T-Mobile accuses AT&T of trying to stifle competition for the government's 600MHz spectrum auction

T-Mobile accuses AT&T of trying to stifle competition for the government's 600MHz spectrum auction
Last month, we told you how a report from the Center for Public Integrity said that Verizon and AT&T are both relentlessly lobbying the FCC. The top two carriers in the U.S. are trying to influence the agency as it writes the rules for next year's auction of 600MHz spectrum. The main issue revolves around whether or not the FCC will put a cap on the amount of spectrum that one carrier can win. With plenty of money in the vault and plenty of influence in Washington, Verizon and AT&T are trying to get the FCC to allow any carrier to win as much spectrum as it can pay for. Sprint and T-Mobile, on the other hand, want to see a cap placed on the amount of spectrum one carrier can win at the auction.

The reason for this hot and heavy battle has to do with the low-band 600MHz spectrum. Such low-band airwaves can travel for longer distances than higher band spectrum, and can more easily penetrate buildings. Verizon and AT&T control 74% of such low-band spectrum, while Sprint owns 12% and 2% belongs to T-Mobile.

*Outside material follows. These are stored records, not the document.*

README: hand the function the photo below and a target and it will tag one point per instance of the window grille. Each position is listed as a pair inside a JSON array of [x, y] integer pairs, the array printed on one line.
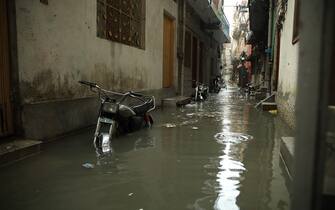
[[122, 21]]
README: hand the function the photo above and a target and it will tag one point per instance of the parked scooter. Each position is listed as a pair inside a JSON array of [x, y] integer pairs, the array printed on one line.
[[201, 91], [117, 116]]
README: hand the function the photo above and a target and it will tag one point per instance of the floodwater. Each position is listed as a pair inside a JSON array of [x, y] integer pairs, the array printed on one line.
[[219, 154]]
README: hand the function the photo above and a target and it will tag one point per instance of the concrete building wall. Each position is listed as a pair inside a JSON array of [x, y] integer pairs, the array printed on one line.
[[210, 60], [288, 68], [58, 45]]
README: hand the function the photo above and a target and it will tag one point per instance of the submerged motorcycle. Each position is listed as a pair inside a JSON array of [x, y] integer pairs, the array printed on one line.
[[119, 113]]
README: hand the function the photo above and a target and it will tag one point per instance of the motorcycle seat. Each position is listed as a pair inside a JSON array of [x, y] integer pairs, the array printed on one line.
[[145, 107]]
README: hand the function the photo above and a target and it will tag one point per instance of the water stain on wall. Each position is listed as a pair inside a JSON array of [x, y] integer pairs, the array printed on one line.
[[51, 85]]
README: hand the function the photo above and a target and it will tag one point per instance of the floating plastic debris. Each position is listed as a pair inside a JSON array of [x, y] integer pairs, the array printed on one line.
[[188, 122], [229, 137], [274, 112], [88, 165], [170, 125]]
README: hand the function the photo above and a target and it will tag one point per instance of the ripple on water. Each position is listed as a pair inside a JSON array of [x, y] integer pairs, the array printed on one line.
[[230, 137]]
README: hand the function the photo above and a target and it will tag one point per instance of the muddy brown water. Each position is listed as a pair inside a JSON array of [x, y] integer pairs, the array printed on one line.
[[219, 154]]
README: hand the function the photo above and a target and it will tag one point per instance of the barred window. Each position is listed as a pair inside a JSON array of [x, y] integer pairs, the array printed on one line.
[[122, 21]]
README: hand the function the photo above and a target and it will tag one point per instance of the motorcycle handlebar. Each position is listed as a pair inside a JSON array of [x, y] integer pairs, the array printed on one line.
[[91, 84], [136, 94]]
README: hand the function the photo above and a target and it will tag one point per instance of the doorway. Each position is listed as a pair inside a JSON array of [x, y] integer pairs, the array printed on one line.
[[168, 51], [194, 60], [6, 109]]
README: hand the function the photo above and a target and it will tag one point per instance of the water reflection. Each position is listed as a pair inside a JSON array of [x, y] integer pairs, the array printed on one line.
[[231, 167], [229, 180]]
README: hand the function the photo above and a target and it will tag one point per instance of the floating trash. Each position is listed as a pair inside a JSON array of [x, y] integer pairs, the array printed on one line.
[[188, 122], [170, 125], [88, 165], [229, 137]]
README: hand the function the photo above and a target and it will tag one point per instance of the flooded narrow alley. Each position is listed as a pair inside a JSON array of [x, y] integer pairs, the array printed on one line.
[[217, 154]]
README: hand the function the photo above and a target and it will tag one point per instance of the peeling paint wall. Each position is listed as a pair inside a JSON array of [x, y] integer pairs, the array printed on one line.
[[288, 69], [58, 45]]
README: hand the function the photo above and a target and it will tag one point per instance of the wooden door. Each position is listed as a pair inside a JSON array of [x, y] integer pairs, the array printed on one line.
[[6, 118], [168, 51]]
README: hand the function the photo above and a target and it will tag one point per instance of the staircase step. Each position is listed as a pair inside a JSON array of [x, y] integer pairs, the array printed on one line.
[[267, 106]]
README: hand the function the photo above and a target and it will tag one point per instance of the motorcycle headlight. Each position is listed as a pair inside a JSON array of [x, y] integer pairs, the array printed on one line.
[[110, 107]]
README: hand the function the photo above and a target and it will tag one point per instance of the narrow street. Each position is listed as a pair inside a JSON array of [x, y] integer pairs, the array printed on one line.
[[167, 104], [217, 154]]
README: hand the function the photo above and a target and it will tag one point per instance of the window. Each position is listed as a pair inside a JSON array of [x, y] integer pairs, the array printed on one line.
[[295, 36], [122, 21]]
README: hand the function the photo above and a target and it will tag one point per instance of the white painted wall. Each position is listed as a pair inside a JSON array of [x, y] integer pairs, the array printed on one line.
[[58, 45], [288, 67]]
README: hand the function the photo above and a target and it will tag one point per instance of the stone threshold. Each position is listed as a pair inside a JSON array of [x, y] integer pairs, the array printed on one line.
[[18, 149], [176, 101]]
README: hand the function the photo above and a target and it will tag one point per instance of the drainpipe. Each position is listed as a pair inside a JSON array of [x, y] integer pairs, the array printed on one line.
[[269, 54], [181, 45]]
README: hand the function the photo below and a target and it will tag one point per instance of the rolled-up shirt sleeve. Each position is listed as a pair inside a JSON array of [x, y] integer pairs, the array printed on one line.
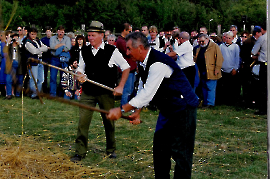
[[157, 72]]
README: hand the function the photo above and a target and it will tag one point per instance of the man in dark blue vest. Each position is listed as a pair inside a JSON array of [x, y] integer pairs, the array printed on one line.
[[34, 49], [99, 63], [163, 82]]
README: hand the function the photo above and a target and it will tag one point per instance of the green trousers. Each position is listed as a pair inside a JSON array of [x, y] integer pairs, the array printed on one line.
[[104, 101]]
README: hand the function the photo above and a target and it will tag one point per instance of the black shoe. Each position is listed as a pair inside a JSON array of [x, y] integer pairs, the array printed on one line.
[[76, 158], [8, 97], [260, 113], [112, 155]]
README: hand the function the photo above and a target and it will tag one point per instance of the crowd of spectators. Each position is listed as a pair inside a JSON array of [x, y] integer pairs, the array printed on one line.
[[228, 69]]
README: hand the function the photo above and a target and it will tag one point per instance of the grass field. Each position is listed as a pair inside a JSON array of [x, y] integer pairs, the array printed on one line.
[[38, 139]]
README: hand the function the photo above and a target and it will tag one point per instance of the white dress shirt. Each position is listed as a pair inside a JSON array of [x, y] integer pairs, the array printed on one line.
[[156, 44], [261, 45], [157, 72], [185, 55], [116, 59], [33, 50]]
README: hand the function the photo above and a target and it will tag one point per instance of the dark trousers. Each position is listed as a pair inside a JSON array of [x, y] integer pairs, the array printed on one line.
[[190, 74], [228, 89], [104, 101], [46, 69], [249, 85], [175, 139], [262, 90]]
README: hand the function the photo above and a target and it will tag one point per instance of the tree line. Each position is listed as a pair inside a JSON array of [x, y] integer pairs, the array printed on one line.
[[186, 14]]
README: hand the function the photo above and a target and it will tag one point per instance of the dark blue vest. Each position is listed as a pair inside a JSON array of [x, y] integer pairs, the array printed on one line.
[[175, 93], [97, 69], [30, 55]]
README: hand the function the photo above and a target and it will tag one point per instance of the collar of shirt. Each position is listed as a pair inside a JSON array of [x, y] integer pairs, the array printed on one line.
[[143, 64]]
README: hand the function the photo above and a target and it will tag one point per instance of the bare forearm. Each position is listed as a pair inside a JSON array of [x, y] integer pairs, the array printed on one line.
[[124, 77]]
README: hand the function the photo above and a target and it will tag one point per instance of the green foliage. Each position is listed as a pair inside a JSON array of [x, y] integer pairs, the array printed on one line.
[[188, 15], [230, 142]]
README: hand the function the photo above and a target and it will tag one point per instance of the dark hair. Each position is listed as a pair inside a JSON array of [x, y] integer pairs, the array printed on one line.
[[32, 29], [124, 26], [263, 26], [136, 37], [48, 28], [61, 27]]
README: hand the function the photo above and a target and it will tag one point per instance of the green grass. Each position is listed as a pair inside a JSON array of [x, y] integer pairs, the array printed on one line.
[[230, 142]]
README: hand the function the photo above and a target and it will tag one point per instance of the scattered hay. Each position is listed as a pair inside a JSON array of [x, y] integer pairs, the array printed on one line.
[[32, 160]]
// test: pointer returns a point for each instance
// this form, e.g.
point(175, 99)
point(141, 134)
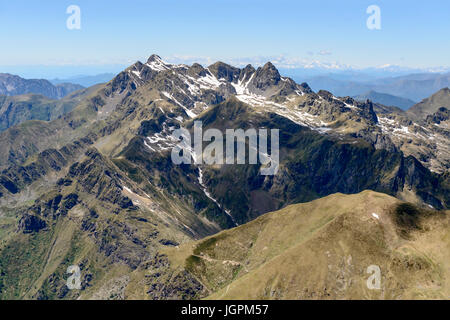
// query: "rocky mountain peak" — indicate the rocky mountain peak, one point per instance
point(222, 70)
point(267, 76)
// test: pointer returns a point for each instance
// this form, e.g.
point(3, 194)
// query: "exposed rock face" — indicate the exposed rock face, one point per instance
point(103, 192)
point(431, 105)
point(267, 76)
point(443, 114)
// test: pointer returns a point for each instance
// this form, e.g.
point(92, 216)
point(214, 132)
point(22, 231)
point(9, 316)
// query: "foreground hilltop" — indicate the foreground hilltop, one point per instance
point(96, 187)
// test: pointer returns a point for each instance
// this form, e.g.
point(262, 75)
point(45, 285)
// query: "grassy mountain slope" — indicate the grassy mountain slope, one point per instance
point(431, 105)
point(386, 99)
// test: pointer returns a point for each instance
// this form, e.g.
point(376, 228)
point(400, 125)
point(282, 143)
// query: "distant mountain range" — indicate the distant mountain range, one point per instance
point(12, 85)
point(386, 99)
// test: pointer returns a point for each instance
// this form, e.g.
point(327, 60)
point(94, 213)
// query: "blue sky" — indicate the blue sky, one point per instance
point(294, 33)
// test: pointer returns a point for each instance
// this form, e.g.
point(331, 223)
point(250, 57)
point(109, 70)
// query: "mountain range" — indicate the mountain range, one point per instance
point(359, 183)
point(414, 87)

AT&T's vice president of federal regulatory, Joan Marsh, wrote on the company blog on Wednesday that T-Mobile and Sprint should not be worried. Besides trying to persuade the FCC not to impose a cap on how much spectrum can be won by one carrier, AT&T does not want the government to set aside some of the valuable spectrum for smaller companies. Marsh wrote that based on the winning bids from the last auction, it would take $20 to 30 billion for one carrier to dominate the upcoming auction. The executive says that this is too high a price tag for one, or even two companies, to pay. As for the "set-aside," she says that holding spectrum for smaller carriers would only force AT&T and Verizon to bid against each other for a smaller amount of spectrum, raising costs in the industry. That could eventually lead to higher prices for consumers to pay for cellular service. She also wrote that by adding a cap on the amount of spectrum that can be won in the auction, the FCC would actually be minimizing the amount of revenue being raised by the government.


Kathleen Ham, vice president of federal regulatory affairs at T-Mobile, responded to Marsh's post by writing that only an auction with multiple bidders of every size will result in a competitive industry that benefits consumers. She added that AT&T continues to repeat the same message, which is that "sacrificing competition for duopoly is good public policy."


The FCC has a very tough decision ahead. No matter which way it decides, two carriers are going to feel like losers even before the auction starts.